An example: cattle, unlike horses, have a split down the middle of their hooves. They also chew the cud, which means they can chew the food for a while, swallow it, then recall it for a second chew. The first chew may simply moisten the food before the cow swallows it into the first of four sections of its stomach, the rumen. Stomach acids further soften the food and turn it into a ball of “cud.” Rumen muscles shoot the cud back to the cow’s mouth. After that chew, what’s left of the cud drops into another part of the stomach.

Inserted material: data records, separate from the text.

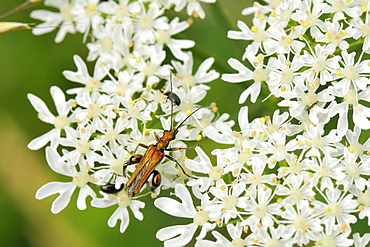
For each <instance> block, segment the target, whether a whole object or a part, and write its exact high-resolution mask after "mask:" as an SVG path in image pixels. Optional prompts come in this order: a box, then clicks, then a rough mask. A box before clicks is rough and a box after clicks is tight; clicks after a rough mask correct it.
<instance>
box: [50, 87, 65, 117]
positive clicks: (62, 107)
mask: <svg viewBox="0 0 370 247" xmlns="http://www.w3.org/2000/svg"><path fill="white" fill-rule="evenodd" d="M50 94H51V96H52V98H53V100H54V104H55V107H56V108H57V111H58V114H59V115H64V116H66V115H67V114H68V109H66V98H65V95H64V93H63V91H62V90H61V89H60V88H59V87H57V86H53V87H51V88H50Z"/></svg>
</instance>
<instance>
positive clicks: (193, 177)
mask: <svg viewBox="0 0 370 247" xmlns="http://www.w3.org/2000/svg"><path fill="white" fill-rule="evenodd" d="M164 156H166V158H167V159H169V160H172V161H173V162H175V163H176V164H177V165H178V166H179V167H180V168H181V171H182V172H183V173H184V174H185V175H186V176H188V177H189V178H194V179H198V178H196V177H193V176H190V175H189V174H187V173H186V171H185V169H184V167H182V165H181V164H180V163H179V162H178V161H177V160H176V159H175V158H174V157H172V156H169V155H167V154H165V155H164Z"/></svg>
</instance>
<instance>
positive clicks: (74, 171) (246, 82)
mask: <svg viewBox="0 0 370 247" xmlns="http://www.w3.org/2000/svg"><path fill="white" fill-rule="evenodd" d="M57 2H58V3H57ZM199 2H200V1H171V0H170V1H163V2H162V1H152V2H151V3H150V4H147V3H146V1H124V0H123V1H107V2H106V1H103V2H99V1H94V0H89V1H87V0H79V1H68V0H66V1H53V0H50V1H46V4H47V5H49V6H53V7H56V8H57V9H59V13H54V14H50V13H49V15H48V16H49V17H50V18H48V19H46V20H44V21H45V23H47V24H49V23H57V24H59V23H63V22H68V23H72V24H71V25H70V28H69V29H67V28H65V29H64V28H60V29H59V32H58V35H57V38H56V41H57V42H59V41H61V40H62V39H63V38H64V36H65V34H66V33H67V32H71V33H72V32H75V31H77V32H81V33H84V34H85V39H87V37H91V39H90V40H89V41H88V44H87V46H88V48H89V56H88V60H90V61H95V68H94V71H93V73H89V72H88V70H87V67H86V65H85V62H84V61H83V60H82V59H81V58H80V57H79V56H75V57H74V61H75V63H76V67H77V71H64V73H63V74H64V76H65V77H66V78H67V79H68V80H70V81H73V82H77V83H79V86H80V87H77V88H73V89H70V90H69V91H68V93H69V94H73V95H75V98H74V99H72V100H69V101H66V100H65V97H64V94H63V93H62V92H61V91H60V90H59V89H58V88H56V87H53V88H52V96H53V99H54V101H55V104H56V107H57V110H58V114H59V115H58V116H53V114H51V113H50V111H49V110H48V108H47V107H46V105H45V104H44V103H43V102H42V101H41V100H40V99H39V98H38V97H36V96H34V95H32V94H30V95H29V96H28V97H29V99H30V101H31V103H32V105H33V106H34V107H35V109H36V110H37V112H38V113H39V117H40V119H41V120H42V121H45V122H47V123H50V124H53V125H54V127H55V129H53V130H52V131H50V132H49V133H47V134H45V135H43V136H41V137H39V138H36V139H35V140H34V141H32V142H31V143H30V144H29V147H30V148H32V149H38V148H41V147H43V146H45V145H48V143H49V142H50V146H48V147H47V148H46V151H47V159H48V163H49V165H50V167H51V168H52V169H53V170H55V171H56V172H58V173H61V174H64V175H67V176H70V177H72V182H70V183H63V184H59V183H56V184H53V183H51V184H47V185H45V186H44V187H42V188H41V189H40V190H39V191H38V193H37V198H39V199H41V198H44V197H46V196H49V195H51V194H55V193H59V194H60V197H58V198H57V200H55V202H54V203H53V206H52V211H53V212H60V211H61V210H62V209H63V208H64V207H65V206H66V205H67V204H68V202H69V198H70V195H71V194H72V193H73V191H74V190H75V189H76V188H77V187H79V188H80V195H79V197H78V198H79V199H78V201H79V204H78V208H79V209H84V208H85V204H84V201H85V198H86V197H87V196H91V197H93V201H92V205H93V206H95V207H107V206H111V205H116V206H117V210H116V211H115V213H114V214H113V215H112V217H111V218H110V219H109V221H108V224H109V226H114V225H116V223H117V220H118V219H120V220H121V221H122V222H121V228H120V230H121V232H123V231H124V230H125V229H126V228H127V226H128V222H129V215H128V210H127V209H128V208H130V209H131V211H132V212H133V214H134V216H135V217H136V218H137V219H139V220H142V219H143V215H142V213H141V212H140V211H139V210H140V209H141V208H143V207H144V204H143V203H142V202H141V201H140V200H139V199H140V196H141V194H140V195H138V196H135V197H129V196H128V195H127V194H125V190H122V191H119V190H118V189H119V188H120V186H121V184H126V183H127V181H129V179H130V176H131V175H132V174H133V172H134V170H135V167H133V166H130V165H126V164H128V163H129V161H130V156H131V154H132V152H133V151H139V152H140V153H143V150H140V149H138V150H137V149H136V148H137V143H143V144H144V145H143V146H148V145H149V144H152V143H156V139H158V138H155V136H154V135H153V134H152V133H153V132H160V131H161V130H163V129H165V130H168V129H169V128H170V126H176V125H172V121H175V122H177V123H179V122H181V121H182V120H184V119H185V118H186V117H187V116H189V115H190V114H191V113H192V112H194V110H195V109H197V106H196V105H198V103H199V102H200V101H201V100H202V99H204V97H205V95H206V93H207V90H208V89H209V86H208V85H206V83H208V82H210V81H212V80H214V79H216V78H217V77H218V76H219V74H218V73H217V72H216V71H214V70H212V69H211V66H212V64H213V63H214V61H215V59H214V58H208V59H205V60H204V61H203V63H201V65H200V66H199V68H198V70H197V71H196V72H195V71H194V68H193V54H192V53H191V52H187V51H184V49H187V48H190V47H192V46H194V42H192V41H190V40H177V39H175V38H173V35H175V34H177V33H179V32H181V31H183V30H185V29H186V28H188V26H189V25H188V23H187V22H184V21H180V20H179V19H178V18H177V17H176V18H174V19H172V20H169V19H168V17H166V16H164V15H163V14H164V12H165V10H167V9H168V8H170V6H171V5H172V4H174V10H175V11H180V10H182V9H185V7H186V10H187V13H188V14H189V15H193V16H199V17H200V18H204V17H205V15H204V11H203V9H202V8H201V7H200V5H199ZM203 2H214V1H212V0H211V1H203ZM367 5H368V4H367V3H365V2H353V1H326V2H325V1H323V0H314V1H310V2H306V1H300V0H287V1H272V2H271V1H270V2H268V4H267V5H263V4H261V3H255V4H254V5H253V6H252V7H249V8H246V9H244V10H243V12H242V13H243V14H254V15H253V17H252V18H253V19H252V23H253V24H252V26H251V27H249V26H248V25H247V24H245V23H244V22H243V21H241V20H240V21H238V24H237V26H238V28H239V29H240V30H238V31H229V33H228V37H229V38H231V39H241V40H246V41H248V42H249V43H248V45H247V47H246V48H245V51H244V53H243V54H240V58H230V60H229V61H228V63H229V65H230V66H231V68H233V69H234V70H236V73H229V74H223V75H222V79H223V80H225V81H228V82H231V83H243V85H246V86H245V87H246V89H245V90H244V91H243V92H241V94H240V97H239V103H240V104H244V103H245V102H246V101H247V100H248V98H249V97H250V101H251V102H252V103H255V102H257V100H259V98H260V97H261V95H268V96H269V97H275V98H276V99H277V100H278V101H279V102H278V103H277V105H276V107H277V108H278V109H276V110H275V111H274V113H273V115H272V116H259V117H258V118H255V119H253V120H251V121H250V120H249V117H248V109H249V108H248V107H247V106H242V107H240V110H239V116H238V125H239V128H238V129H237V128H236V127H233V126H234V122H233V121H228V120H227V119H228V115H227V114H222V115H221V116H218V118H217V119H216V117H215V115H216V114H215V112H217V107H215V106H212V109H213V110H214V111H212V109H209V108H206V107H205V108H202V109H200V110H199V111H197V112H196V113H195V114H194V115H193V116H192V117H191V118H189V119H188V121H186V122H185V123H184V125H183V126H181V128H179V129H178V135H177V138H176V139H175V140H173V141H172V142H171V147H184V146H185V143H184V142H185V141H187V140H197V139H201V138H200V137H201V136H206V137H208V138H210V139H212V140H214V141H215V142H216V143H220V144H228V145H229V147H228V148H225V149H215V150H213V151H212V155H214V156H216V163H215V164H212V162H211V159H210V158H209V157H208V155H207V154H206V153H205V152H204V151H203V150H202V149H201V148H200V147H197V148H196V149H195V150H196V153H197V155H198V156H197V157H196V158H194V159H188V158H187V157H186V155H185V154H184V153H180V152H177V153H176V152H173V156H174V157H175V159H176V160H182V161H184V162H182V161H181V162H180V163H183V164H184V166H185V167H184V171H185V172H186V173H189V174H191V176H192V177H194V178H197V179H194V178H190V179H188V177H185V176H183V175H181V174H182V172H183V171H179V169H177V167H176V166H175V164H174V163H173V162H172V161H169V162H163V163H162V164H159V165H158V167H157V170H159V171H160V172H161V173H162V185H161V186H159V187H158V188H156V189H155V193H156V194H157V195H160V191H161V190H163V189H168V188H175V194H174V195H173V197H177V198H178V199H179V200H180V201H179V200H176V199H173V198H166V197H160V198H158V199H156V200H155V206H156V207H158V208H159V209H160V210H162V211H164V212H166V213H168V214H170V215H172V216H175V217H183V218H186V219H189V224H187V225H180V226H168V227H166V228H163V229H161V230H159V231H158V232H157V238H158V239H160V240H161V241H164V244H165V246H184V245H186V244H188V243H189V242H190V240H191V239H192V238H193V237H194V236H195V232H196V231H197V230H198V229H199V230H200V232H199V234H198V235H197V237H195V239H196V246H213V245H214V246H245V245H247V246H262V245H266V246H293V245H298V246H306V245H312V244H315V245H322V246H351V245H355V246H365V245H367V244H368V243H369V241H370V238H369V235H368V234H365V235H363V236H362V237H360V236H359V234H358V233H355V232H354V231H353V229H352V225H353V224H358V223H359V219H364V218H368V222H367V223H368V225H370V220H369V217H370V213H369V212H370V210H369V207H370V203H369V200H368V197H369V187H370V183H369V179H368V176H369V175H370V168H369V167H370V158H369V153H370V151H369V150H370V141H369V138H367V137H366V134H364V133H366V130H368V129H370V121H369V119H368V118H369V117H370V110H369V109H370V108H369V107H368V102H369V99H370V97H369V92H370V90H369V87H368V84H369V78H368V77H369V72H370V59H369V53H370V50H369V39H368V36H369V31H368V27H367V25H368V18H369V13H368V11H369V10H368V6H367ZM33 15H34V16H35V17H38V18H40V19H42V18H41V13H40V12H35V13H34V14H33ZM43 18H44V17H43ZM41 25H43V24H41ZM44 25H45V24H44ZM88 34H90V36H89V35H88ZM164 47H167V48H168V49H164ZM168 51H170V52H171V53H172V55H173V57H174V58H176V59H177V60H174V61H172V62H171V64H169V63H168V64H166V63H165V61H167V60H166V58H167V57H168V56H169V55H170V54H169V53H168ZM170 68H174V69H175V70H176V72H175V76H173V78H172V79H173V83H172V84H170V83H169V82H168V81H169V70H170ZM166 81H167V82H166ZM158 84H161V85H163V88H164V90H163V91H165V92H168V91H169V90H171V88H172V92H173V93H175V94H176V95H178V96H179V98H180V99H181V103H180V104H179V105H171V104H172V103H171V101H166V96H165V94H164V93H163V91H161V90H160V88H159V87H158ZM215 109H216V110H215ZM172 113H174V114H173V116H172V115H171V114H172ZM364 138H367V139H366V140H365V141H363V139H364ZM119 168H122V172H120V169H119ZM125 174H126V175H125ZM107 183H110V184H113V185H114V187H113V188H114V189H116V190H117V193H113V194H114V195H108V194H105V193H101V194H102V195H103V198H97V196H96V194H95V193H93V192H92V190H91V188H90V187H89V186H90V185H105V184H107ZM184 184H186V185H187V186H188V187H189V189H191V191H192V192H193V195H191V194H190V192H189V189H187V188H186V187H185V186H184ZM114 189H112V190H114ZM221 227H226V229H227V234H228V235H226V236H223V235H222V234H221V233H219V232H218V231H217V228H221ZM208 232H209V233H211V234H212V235H213V236H214V239H213V240H209V239H207V238H208V235H209V234H208V235H207V233H208Z"/></svg>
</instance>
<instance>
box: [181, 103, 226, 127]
mask: <svg viewBox="0 0 370 247" xmlns="http://www.w3.org/2000/svg"><path fill="white" fill-rule="evenodd" d="M218 99H219V97H217V98H215V99H214V100H212V101H211V102H209V103H207V104H204V105H202V106H201V107H199V108H197V109H195V110H194V111H193V112H192V113H191V114H190V115H189V116H187V117H186V118H185V119H184V120H182V122H181V123H180V124H179V125H178V126H177V127H176V130H177V129H179V128H180V127H181V125H183V124H184V123H185V122H186V120H188V119H189V118H190V117H191V116H193V115H194V113H196V112H197V111H199V110H200V109H202V108H204V107H206V106H208V105H210V104H212V103H213V102H215V101H217V100H218Z"/></svg>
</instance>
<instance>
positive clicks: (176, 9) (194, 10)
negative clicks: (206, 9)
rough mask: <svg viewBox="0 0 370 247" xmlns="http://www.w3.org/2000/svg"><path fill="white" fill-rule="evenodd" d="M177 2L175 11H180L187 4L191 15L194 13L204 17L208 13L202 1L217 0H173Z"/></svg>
mask: <svg viewBox="0 0 370 247" xmlns="http://www.w3.org/2000/svg"><path fill="white" fill-rule="evenodd" d="M173 2H174V4H175V11H176V12H180V11H181V10H183V9H184V8H185V6H186V13H187V14H188V15H189V16H190V15H193V16H195V17H200V18H201V19H204V18H205V17H206V14H205V12H204V10H203V8H202V6H201V5H200V2H204V3H214V2H216V0H195V1H188V0H173Z"/></svg>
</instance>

Native to Israel and surrounding nations, this small plant-eating animal looks a bit like the love critter of a groundhog and a Guinea pig. Kind of cute, until it opens its mouth and shows off what looks like vampire fangs.
Eating a ritually unclean animal would make the eater unclean, too, and unfit to worship in the worship center. Also, anyone the person touched would become unclean, as well. To cleanse themselves, they had to wash their clothes and wait until evening (Leviticus 11:28).
In many cases, scholars have to guess what birds or other animals the writer was talking about. That’s why Bible translation seems to vary a bit. The Bible writer didn’t describe all the birds and other animals with enough detail to identify them. For example, the first bird mentioned is a neser. That’s a Hebrew word that can mean eagle or vulture. And in 14:13, the word “falcon” comes from the Hebrew word ayya, which can refer to a falcon, vulture, or black kite.
Worshipers don’t eat their entire tithe. They apparently share a family meal taken from the tithe, as a way of celebrating their harvest and honoring God who provided all the ingredients for the harvest. Levites were to get their share of the tithe, too (14:27).
When a cow gives birth to its first calf, that firstborn animal belongs to God. It will be sacrificed. The same holds true for sheep and goats. Animals born after the first one belong to the herders.